A 38-year-old uninsured male presented, stating his right eye had been red for a week. Examination revealed best-corrected acuity of 20/60 OD with a cyclitic membrane, 10% hypopyon and 3+ to 4+ cell and flare. With few resources to pay for meds or labs, how should I treat him?


Uveitis management begins with an accurate description of the inflammation and often requires additional testing to determine underlying systemic, autoimmune or infectious disease. “A dilated fundus examination is necessary to determine the primary site of inflammation,” says Jessica Steen, OD, assistant professor of Nova Southeastern University in Fort Lauderdale. 

Clinical clues can help to guide your diagnosis. However, first rule out intermediate or posterior uveitis, or even panuveitis. Since this is the first episode of unilateral anterior uveitis with severe inflammation (cyclitic membrane and hypopyon), Dr. Steen suggests asking about systems associated with HLA B27 positivity, Behcet’s disease or herpes.  

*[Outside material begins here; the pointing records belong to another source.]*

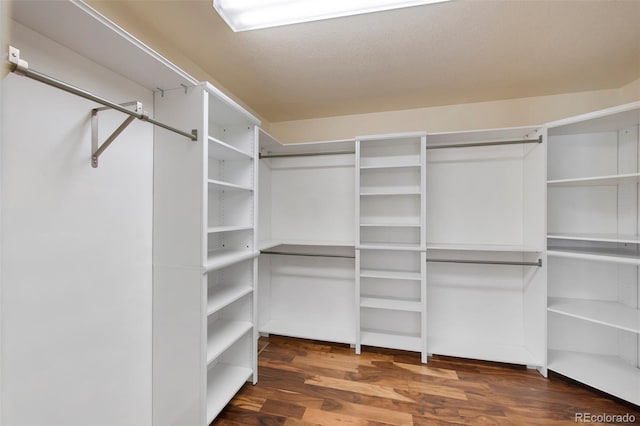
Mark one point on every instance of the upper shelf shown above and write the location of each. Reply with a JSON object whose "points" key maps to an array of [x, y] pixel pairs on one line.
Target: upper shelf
{"points": [[484, 247], [605, 120], [597, 180], [223, 151], [69, 23]]}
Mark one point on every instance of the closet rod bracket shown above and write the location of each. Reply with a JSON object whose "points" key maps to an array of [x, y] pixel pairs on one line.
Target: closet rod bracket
{"points": [[96, 148]]}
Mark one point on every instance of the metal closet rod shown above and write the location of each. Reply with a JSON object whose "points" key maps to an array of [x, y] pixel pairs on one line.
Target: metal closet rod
{"points": [[21, 67], [487, 143], [488, 262], [283, 253], [304, 154]]}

“My basic laboratory evaluations for this patient would be a CBC with differential, HLA B27, chest X-ray, RPR and FTA-ABS, quantiferon gold (for tuberculosis) as well as consideration of Lyme antibody titer,” says
Dr. Steen. However, our patient declined these tests because of cost, which we carefully documented. 


The mainstay of initial therapy in anterior uveitis is a strong topical steroid with an aggressive dosing strategy. While Durezol (difluprednate 0.05%, Novartis) is our first choice, a branded medication may be unfeasible for uninsured patients. Generic prednisolone acetate 1% dosed at least hourly will typically provide adequate treatment. 

“Once you have control of the inflammation, determine if the patient is ready for a slow, deliberate taper,” Dr. Steen says. Tapering a steroid too quickly could increase inflammation and result in a longer treatment course, increasing the risk of side effects. 

Dr. Steen suggests lagging the taper way behind the improvement—only tapering when the 3+ to 4+ cell and flare has significantly improved. Even then, taper slowly.

For patients who show limited improvement with topical steroids, a short course of Medrol Dosepak (oral methylprednisone, Pfizer), or subconjunctival corticosteroid may be necessary. Extended delivery devices, such as the recently approved Dextenza plug (sustained-release dexamethasone 0.4mg, Ocular Therapeutix), can minimize the patient’s need for topical therapy; however, it’s only approved right now for the treatment of postoperative pain and inflammation (Figure 1). Using it alone would most likely not provide the anti-inflammatory effect needed for a primary uveitis.

Fig. 1. Dextenza could be a promising alternative or adjunct to drops in treating anterior uveitis.
Fig. 1. Dextenza could be a promising alternative or adjunct to drops in treating anterior uveitis.

Manage Pressure and Pupils

With strong steroids dosed frequently, you might get the occasional intraocular pressure (IOP) spike. Continue your anti-inflammatory therapy as planned and add an IOP-lowering medication or combination agent. Dr. Steen’s choice is the fixed combination of dorzolamide 2% and timolol 0.5%.

Cycloplegic agents suppress ciliary body spasm, improving comfort and preventing posterior synechiae formation. For mild to moderate iritis, consider homatropine 5% every 12 hours. In advanced cases like our patient’s where synechiae have formed, have some 1% atropine and 10% phenylephrine on hand. 

We provided our patient with the dilating drops and kept costs to a minimum using generic prednisolone. The hypopyon and cyclitic membrane resolved within a few weeks, and his vision improved to 20/25. Advise patients that it could take several months for complete resolution. We are hoping to run lab tests should he become insured but, meanwhile, will monitor him for any recurrences and re-treat if necessary.